Amplifying electrical signals while minimizing noise is crucial to a lot of modern technology. Now, scientists have created a device that amplifies microwaves with almost the minimum amount of noise allowed by quantum mechanics. The device could be used to process the sensitive outputs of quantum computers, which are expected to outperform conventional computers in years to come.
Noise is ever-present in electrical signals. Some of it arises simply because atoms have heat—they jostle around, knocking into one another. But even when there is no heat—that is, when temperatures have dropped close to absolute zero—noise remains. That's because of a fundamental tenet of quantum mechanics, which says that space is always filled with fluctuating energy, or quantum jitters.

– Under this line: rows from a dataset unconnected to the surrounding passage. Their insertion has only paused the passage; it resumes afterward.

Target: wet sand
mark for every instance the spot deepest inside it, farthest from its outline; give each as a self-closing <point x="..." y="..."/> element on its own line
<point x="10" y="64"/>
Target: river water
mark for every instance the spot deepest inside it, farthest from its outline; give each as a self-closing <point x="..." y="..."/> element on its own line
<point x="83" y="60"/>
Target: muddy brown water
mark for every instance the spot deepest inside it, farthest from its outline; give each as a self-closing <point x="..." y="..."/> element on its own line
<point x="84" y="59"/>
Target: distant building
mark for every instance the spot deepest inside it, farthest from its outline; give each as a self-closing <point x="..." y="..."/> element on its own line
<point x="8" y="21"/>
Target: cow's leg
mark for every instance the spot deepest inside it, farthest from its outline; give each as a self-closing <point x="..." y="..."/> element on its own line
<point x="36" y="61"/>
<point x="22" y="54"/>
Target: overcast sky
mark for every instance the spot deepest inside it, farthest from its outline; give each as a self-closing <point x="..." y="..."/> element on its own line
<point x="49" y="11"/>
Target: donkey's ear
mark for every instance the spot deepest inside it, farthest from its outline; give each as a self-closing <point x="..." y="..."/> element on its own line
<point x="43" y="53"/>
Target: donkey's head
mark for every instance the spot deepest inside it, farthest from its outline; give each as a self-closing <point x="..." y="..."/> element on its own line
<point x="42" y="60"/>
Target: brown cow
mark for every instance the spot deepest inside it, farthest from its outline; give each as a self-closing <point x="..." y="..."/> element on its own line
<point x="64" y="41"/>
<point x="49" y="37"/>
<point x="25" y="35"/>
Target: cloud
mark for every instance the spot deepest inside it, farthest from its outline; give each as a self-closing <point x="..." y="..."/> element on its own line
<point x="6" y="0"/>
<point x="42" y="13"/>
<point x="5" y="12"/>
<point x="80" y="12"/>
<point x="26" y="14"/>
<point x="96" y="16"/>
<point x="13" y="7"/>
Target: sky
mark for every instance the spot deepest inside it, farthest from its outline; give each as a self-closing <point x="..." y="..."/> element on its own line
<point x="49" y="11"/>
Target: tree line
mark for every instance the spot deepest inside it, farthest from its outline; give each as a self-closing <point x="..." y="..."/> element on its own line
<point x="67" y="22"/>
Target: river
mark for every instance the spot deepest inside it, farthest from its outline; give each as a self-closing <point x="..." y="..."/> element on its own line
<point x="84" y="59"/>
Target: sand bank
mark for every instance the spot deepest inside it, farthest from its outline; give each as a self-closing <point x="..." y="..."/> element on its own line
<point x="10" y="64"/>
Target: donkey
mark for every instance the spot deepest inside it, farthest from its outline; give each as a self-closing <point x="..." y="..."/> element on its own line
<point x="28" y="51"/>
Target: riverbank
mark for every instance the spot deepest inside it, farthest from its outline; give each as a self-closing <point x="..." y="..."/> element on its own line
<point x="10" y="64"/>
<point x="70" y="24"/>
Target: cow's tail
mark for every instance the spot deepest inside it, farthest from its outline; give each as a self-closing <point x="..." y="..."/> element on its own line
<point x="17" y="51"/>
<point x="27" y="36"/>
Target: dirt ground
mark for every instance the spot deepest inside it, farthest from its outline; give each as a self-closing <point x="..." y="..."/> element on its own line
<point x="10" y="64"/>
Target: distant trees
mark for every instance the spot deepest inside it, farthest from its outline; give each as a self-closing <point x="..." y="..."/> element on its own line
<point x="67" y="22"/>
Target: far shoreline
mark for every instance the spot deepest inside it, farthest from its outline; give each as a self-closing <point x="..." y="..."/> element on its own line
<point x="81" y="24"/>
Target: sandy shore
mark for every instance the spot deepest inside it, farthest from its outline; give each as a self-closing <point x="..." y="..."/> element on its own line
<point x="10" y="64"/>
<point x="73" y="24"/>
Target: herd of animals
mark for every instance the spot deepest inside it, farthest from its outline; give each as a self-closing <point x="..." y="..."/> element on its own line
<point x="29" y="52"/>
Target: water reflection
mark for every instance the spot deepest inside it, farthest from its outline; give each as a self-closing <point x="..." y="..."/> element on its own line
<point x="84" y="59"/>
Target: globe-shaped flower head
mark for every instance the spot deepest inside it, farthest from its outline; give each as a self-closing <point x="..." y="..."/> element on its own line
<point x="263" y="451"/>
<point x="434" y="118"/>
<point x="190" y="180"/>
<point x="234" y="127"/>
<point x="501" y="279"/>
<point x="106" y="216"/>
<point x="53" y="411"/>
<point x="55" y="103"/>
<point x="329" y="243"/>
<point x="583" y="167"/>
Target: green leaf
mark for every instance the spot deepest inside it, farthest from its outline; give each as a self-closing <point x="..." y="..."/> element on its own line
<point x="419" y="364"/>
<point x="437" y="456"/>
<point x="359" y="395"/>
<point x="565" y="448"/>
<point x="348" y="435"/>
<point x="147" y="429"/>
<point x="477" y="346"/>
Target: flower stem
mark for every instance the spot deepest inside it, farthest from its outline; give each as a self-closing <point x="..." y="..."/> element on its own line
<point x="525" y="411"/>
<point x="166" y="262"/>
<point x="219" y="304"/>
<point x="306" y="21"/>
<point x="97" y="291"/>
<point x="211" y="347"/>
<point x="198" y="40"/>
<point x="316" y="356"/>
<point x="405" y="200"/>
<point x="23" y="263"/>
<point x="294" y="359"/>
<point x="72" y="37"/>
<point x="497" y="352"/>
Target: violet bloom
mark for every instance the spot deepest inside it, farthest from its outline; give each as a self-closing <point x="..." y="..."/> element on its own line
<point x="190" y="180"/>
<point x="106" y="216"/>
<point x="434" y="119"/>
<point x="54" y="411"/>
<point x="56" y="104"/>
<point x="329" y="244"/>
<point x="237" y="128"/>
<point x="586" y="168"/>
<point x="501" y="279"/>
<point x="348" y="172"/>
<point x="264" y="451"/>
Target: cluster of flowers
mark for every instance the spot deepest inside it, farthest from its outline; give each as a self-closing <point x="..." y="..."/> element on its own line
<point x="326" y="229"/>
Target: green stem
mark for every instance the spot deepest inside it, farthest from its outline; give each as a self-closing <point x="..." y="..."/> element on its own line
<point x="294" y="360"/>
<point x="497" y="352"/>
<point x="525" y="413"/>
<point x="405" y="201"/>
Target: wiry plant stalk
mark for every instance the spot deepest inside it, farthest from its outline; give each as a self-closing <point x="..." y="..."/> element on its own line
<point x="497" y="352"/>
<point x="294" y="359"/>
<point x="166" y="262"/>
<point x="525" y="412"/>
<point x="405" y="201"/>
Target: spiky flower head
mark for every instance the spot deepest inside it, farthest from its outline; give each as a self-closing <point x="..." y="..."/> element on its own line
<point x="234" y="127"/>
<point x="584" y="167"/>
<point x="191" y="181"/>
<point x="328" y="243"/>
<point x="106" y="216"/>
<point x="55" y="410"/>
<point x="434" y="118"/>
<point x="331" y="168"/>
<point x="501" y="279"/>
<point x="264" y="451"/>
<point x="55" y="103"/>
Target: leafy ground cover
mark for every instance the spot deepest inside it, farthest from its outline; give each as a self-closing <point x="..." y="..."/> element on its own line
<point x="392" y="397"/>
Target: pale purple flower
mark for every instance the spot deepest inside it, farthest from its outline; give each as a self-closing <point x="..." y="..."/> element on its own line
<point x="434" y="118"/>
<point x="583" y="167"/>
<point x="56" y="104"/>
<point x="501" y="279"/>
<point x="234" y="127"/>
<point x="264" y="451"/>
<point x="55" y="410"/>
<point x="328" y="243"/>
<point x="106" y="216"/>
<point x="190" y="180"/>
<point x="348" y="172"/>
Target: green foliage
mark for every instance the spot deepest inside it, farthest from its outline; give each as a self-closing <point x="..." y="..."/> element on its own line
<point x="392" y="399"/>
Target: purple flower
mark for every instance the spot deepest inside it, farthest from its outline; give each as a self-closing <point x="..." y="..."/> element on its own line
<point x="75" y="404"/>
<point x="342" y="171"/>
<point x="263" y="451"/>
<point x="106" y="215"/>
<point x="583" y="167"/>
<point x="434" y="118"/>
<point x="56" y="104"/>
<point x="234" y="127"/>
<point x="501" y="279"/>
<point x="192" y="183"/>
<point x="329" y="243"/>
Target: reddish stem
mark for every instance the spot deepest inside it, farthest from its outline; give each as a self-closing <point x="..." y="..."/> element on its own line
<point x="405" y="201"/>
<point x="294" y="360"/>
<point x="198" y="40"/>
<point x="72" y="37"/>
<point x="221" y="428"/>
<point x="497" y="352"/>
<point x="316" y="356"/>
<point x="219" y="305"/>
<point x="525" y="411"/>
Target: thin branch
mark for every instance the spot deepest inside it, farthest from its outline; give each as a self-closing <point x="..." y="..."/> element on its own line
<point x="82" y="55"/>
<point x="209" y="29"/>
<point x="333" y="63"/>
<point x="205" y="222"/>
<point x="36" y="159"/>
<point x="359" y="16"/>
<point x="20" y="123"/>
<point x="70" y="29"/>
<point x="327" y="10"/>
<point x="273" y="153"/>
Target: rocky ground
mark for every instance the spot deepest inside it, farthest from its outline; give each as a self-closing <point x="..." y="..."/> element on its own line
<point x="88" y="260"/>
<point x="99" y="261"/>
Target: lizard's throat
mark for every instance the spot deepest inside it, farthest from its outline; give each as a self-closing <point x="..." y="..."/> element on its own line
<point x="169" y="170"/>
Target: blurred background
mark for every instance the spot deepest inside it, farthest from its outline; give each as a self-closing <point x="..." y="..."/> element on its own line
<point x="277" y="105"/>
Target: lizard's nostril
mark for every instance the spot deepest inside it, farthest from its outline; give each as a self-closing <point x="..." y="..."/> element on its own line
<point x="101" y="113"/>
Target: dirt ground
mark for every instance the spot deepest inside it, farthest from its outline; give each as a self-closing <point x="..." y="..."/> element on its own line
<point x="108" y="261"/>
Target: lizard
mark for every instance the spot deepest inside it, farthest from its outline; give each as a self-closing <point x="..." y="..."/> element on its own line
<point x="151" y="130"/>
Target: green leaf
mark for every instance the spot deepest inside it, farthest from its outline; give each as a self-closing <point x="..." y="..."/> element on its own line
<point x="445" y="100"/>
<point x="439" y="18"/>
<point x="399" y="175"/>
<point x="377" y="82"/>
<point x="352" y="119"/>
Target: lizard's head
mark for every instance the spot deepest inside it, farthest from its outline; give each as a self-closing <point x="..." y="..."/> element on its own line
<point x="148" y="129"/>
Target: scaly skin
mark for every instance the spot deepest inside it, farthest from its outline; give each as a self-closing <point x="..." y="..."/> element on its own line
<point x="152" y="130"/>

Reducing noise to this quantum limit is out of the league of most electronic amplifiers. Some specialized devices do a good job if they contain superconductors, which isolate the devices from the environment. But these devices have other drawbacks, particularly an inability to amplify signals with a large dynamic range—ones that go from faint to very strong.
Now, physicists Francesco Massel and Mika Sillanpää of Aalto University in Finland and colleagues have come up with an amplifier that can processes signals with a large dynamic range while operating close to the quantum noise limit. The basic principle of the amplifier is to boost a microwave signal by stealing photons from a consistent "pump" wave. In practice this is difficult, however, because the pitch or energy of the signal photons varies with time, and so the pump photons won't always match.
Massel and colleagues have a neat trick to match up the photon energies. The researchers send the signal and the pump wave into a zigzag cavity, where they bounce back and forth. Next to the cavity is a flimsy mechanical beam, which begins to resonate under pressure from the bouncing pump waves and in doing so reduces the pump photons' energy. Soon, the energy of the pump photons drops until it matches the energy of the signal photons, at which point the pump wave merges with the signal wave and amplifies it.
As reported online today in Nature, the device can achieve 25 decibels of amplification, with a noise 20 times the quantum limit. This is far better than most conventional microwave amplifiers, although it is not as clean as amplification from superconducting devices, which operate at just two or three times above the quantum noise limit. However, Massel points out that he and his colleagues only discovered the low-noise behavior of their amplifier by accident, and they could reach the quantum noise limit after further development.
For physicist Nicolas Bergeal of ESPCI ParisTech in France, this need for further development makes it hard to foresee potential applications. But the researchers performed "a remarkable experiment," he says, because no one has tried to approach the quantum noise limit using mechanical resonators before. "To date, people [have] focused mainly on superconducting ... devices, which rely exclusively on electrical elements."
Still, Massel believes the device could be used to amplify the faint output signals from quantum computers, which are expected to exploit the inherent fuzziness of quantum mechanics to perform calculations much faster than any of today's machines. "Beyond the general interest of having a quantum-limited amplifier itself," he says, "this is the application where it most likely to be used."